The View Montado do Paredão - Curral das Freiras
When we finally leave the Caminho Florestal des Serras de Santo António, we come to the even deadlier Estrada da Eira do Serrado. She looks fine from the car, but then as you see her from a distance you realise that the road is carved out of the rock and there is a steep drop off below you. Plus the road is pretty narrow too and we met a bus at a bend, which was fun to dodge to pass. At the end of the road is a mountain hut with free parking. From the hut it's then about a 5 minute walk to a lookout where it was solidly windy. But the views of the Curral des Freiras and its valley were awesome, and even better than the previous viewpoint.
The View Eira do Serrado
The View Eira do Serrado
Estrada da Eira do Serrado
That's all for today. We get in the car and the sat nav takes us to Funchal. As we're used to half-empty roads, it was purgatory here. Full of cars and narrow roads, plus a tangle of streets and a faulty satnav, made for some cruel moments. But we did come across a Continentce shopping centre here, so we went shopping for port for the evening and some food to go with it.
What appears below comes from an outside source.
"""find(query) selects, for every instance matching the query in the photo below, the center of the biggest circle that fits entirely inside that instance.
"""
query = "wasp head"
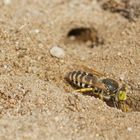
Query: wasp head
(122, 93)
Then we're going home. At first we are stuck in traffic, but once we get on the motorway, it clears up and by the tangential junction between Riberia Brava and Sao Vicente the cars are down to a minimum. We arrive at the apartment around 8:30 or so. We make dinner, drink a bottle of Port and go to bed. Tomorrow we have an equally challenging crossing of the ridge from Pico Ruivo to Pico Arieiro.